Why? Is this an actual problem? I have a bunch of wired connections (or at least had) but I'm not sure I ever saw a difference and I'm certainly not going to spend time or money retrofitting them for some Platonic ideal--ADDED, at least in recent years or outside of specific situations.

massysett|11 months ago

Latency. WiFi latency can spike which ruins video calls. Simple speed (given lots of time) on the other hand is rarely a problem.

There’s also the problem of sometimes, video calls just stutter and seize up and it’s the internet’s fault, not the local network. But with a wired connection, I am immediately confident the problem is not in my network. With WiFi, who knows, maybe it’s my fault. I used to continuously ping the router so I could verify this, and indeed ping spikes would happen. Now with a wired connection I don’t worry about this.
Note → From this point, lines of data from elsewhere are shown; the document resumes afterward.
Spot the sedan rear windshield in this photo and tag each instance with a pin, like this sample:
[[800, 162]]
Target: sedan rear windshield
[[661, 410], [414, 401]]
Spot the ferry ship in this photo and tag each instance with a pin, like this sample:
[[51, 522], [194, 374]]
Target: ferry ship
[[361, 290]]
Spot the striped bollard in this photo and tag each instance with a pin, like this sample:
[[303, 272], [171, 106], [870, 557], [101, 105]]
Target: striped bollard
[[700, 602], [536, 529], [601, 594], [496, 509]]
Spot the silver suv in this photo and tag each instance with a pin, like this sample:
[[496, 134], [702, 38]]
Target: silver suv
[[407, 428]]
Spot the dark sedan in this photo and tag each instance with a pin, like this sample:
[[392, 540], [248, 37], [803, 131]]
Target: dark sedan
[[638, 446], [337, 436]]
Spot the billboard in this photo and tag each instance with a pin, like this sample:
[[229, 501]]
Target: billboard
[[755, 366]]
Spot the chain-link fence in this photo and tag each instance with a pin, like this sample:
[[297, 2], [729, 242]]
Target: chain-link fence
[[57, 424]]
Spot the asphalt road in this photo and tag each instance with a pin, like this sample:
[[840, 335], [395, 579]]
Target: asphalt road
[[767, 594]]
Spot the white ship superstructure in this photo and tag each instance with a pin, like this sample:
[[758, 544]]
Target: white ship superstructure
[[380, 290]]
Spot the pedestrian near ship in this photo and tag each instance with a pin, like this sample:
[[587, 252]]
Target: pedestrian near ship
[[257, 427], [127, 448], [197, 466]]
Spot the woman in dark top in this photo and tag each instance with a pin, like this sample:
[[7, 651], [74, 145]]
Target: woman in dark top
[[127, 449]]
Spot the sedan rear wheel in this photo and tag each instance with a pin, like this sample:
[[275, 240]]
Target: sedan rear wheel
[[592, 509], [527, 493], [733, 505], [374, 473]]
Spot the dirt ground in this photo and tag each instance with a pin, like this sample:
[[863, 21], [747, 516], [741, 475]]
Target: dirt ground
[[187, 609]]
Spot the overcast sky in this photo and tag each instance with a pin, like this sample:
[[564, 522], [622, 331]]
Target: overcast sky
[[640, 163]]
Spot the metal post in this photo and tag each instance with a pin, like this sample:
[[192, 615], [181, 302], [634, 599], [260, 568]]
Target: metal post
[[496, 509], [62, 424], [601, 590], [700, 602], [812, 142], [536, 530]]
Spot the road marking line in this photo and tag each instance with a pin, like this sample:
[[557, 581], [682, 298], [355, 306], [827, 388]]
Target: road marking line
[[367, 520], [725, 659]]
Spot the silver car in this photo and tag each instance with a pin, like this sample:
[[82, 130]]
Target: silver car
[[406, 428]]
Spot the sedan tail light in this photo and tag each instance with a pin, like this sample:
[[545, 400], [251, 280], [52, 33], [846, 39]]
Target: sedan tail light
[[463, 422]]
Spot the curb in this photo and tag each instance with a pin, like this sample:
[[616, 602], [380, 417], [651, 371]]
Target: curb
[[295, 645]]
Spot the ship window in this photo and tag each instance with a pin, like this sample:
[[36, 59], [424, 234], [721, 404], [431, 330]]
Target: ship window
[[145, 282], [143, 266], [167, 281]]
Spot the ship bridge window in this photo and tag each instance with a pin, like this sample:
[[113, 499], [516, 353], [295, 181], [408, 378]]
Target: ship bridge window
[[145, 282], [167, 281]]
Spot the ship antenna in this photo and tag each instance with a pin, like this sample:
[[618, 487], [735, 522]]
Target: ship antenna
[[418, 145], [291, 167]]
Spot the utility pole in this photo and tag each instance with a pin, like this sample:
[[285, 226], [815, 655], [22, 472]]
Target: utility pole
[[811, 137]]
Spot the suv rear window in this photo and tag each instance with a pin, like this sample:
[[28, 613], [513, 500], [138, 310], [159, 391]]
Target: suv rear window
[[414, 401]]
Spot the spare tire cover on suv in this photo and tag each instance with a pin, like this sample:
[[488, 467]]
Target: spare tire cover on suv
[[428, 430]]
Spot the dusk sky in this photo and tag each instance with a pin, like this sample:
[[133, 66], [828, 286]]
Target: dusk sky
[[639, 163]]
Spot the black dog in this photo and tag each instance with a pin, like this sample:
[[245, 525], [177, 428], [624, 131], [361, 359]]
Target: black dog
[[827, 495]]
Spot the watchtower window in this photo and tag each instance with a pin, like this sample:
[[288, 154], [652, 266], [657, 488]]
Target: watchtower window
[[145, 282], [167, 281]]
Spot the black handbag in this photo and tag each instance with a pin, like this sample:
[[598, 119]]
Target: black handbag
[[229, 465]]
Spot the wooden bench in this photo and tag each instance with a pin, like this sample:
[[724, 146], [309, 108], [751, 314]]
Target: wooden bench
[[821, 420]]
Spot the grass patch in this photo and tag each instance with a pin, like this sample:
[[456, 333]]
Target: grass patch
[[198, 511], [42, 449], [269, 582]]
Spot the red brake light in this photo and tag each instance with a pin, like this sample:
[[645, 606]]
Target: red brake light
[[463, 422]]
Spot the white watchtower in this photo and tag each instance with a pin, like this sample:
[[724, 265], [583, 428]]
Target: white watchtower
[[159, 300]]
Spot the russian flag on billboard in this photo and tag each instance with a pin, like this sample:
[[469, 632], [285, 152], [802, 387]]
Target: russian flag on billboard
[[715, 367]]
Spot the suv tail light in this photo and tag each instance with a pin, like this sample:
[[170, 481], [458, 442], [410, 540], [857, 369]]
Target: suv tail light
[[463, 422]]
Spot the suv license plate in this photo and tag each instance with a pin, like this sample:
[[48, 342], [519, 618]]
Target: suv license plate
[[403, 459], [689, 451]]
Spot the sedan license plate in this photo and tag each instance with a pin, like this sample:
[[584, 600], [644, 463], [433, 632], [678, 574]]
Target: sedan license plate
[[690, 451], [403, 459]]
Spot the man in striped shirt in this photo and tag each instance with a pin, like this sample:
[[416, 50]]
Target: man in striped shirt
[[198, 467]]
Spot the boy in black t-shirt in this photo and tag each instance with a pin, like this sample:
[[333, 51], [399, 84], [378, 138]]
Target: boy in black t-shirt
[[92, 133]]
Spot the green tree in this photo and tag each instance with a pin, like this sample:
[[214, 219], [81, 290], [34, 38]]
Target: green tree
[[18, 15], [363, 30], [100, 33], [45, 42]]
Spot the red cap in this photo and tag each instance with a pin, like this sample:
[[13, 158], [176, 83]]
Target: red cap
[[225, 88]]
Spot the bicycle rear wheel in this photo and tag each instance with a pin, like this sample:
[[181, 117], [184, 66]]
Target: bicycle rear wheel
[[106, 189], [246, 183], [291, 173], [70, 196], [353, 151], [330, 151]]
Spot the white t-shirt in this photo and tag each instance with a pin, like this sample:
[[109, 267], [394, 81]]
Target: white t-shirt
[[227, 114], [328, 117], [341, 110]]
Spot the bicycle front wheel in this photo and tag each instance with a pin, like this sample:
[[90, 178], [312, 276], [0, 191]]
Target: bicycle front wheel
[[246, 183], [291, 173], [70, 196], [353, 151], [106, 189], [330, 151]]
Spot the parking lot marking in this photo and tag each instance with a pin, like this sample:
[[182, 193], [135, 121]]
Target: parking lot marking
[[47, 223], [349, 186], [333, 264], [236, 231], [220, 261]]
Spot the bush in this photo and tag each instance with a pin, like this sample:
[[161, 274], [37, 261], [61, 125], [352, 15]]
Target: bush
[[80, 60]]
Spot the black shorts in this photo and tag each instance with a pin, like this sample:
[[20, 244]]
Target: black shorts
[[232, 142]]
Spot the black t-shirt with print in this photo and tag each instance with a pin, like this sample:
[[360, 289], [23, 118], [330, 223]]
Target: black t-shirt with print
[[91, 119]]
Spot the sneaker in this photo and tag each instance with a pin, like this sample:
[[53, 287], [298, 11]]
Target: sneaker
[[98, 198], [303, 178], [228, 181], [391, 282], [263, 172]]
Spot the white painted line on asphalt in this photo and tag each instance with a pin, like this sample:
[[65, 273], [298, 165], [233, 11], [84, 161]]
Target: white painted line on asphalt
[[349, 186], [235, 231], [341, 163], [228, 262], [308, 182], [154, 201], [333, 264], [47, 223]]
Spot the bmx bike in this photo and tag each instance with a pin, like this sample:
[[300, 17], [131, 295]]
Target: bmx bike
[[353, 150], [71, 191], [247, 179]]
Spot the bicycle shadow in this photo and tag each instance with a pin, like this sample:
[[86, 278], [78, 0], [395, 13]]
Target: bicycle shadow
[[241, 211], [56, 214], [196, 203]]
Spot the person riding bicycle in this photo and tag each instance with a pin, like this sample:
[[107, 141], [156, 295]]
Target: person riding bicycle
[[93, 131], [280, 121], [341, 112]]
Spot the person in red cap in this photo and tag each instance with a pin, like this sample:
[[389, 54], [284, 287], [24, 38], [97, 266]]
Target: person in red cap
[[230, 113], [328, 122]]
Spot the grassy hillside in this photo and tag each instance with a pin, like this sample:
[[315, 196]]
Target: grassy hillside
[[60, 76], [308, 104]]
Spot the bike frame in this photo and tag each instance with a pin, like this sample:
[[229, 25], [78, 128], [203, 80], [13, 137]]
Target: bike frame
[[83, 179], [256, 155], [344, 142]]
But yeah if you run no latency-sensitive applications, WiFi might be fine.

kjs3|11 months ago

WiFi is convenient and (usually) cheaper (esp if it's a retrofit), but not deterministic. And less 'cluttered' I guess, if that's your pet peeve. All sorts of things can muck around with Wifi speed, reliability and latency and most people have little or no ability to troubleshoot it effectively.

I retrofit wired my house[1] about 20 years ago; I only have had a small handful of issues with it in that time (all basically mechanical fatigue of jacks). If I have speed, latency or connectivity issues, I can be reasonably sure the last thing I have to debug is the physical network.

[1] Copper, not fiber, but no runs are over 50m. Works to 10G so far. I used a Leviton residential structured wiring system (network, coax and phone at the time; the last 2 long since obsoleted). I did a lot myself since I'd done enough quality time in datacenters to be adequately proficient with low voltage Cat5. Not cheap but not extravagant.

Symbiote|11 months ago

It's potentially a problem in a typical brick house in Europe.

I'm sure it's less of a problem in houses with other materials.

Arn_Thor|11 months ago

The answer is brick and concrete. You’d be amazed how well a load bearing wall in a high rise will block a signal.

nobleach|11 months ago

For me it's the metal studs in my walls. WiFi reception is truly awful. Fortunately it was prewired with Cat5e. But that will need to be replaced some day.

heraldgeezer|11 months ago

I just had luck and have my ISP modem close to my desktop PC and desk so I run cable to desktop, laptop dock, TV and consoles all on the same wall.

So worth it as in apartment everyone and everything is blasting wifi. I see like 20+ SSIDs.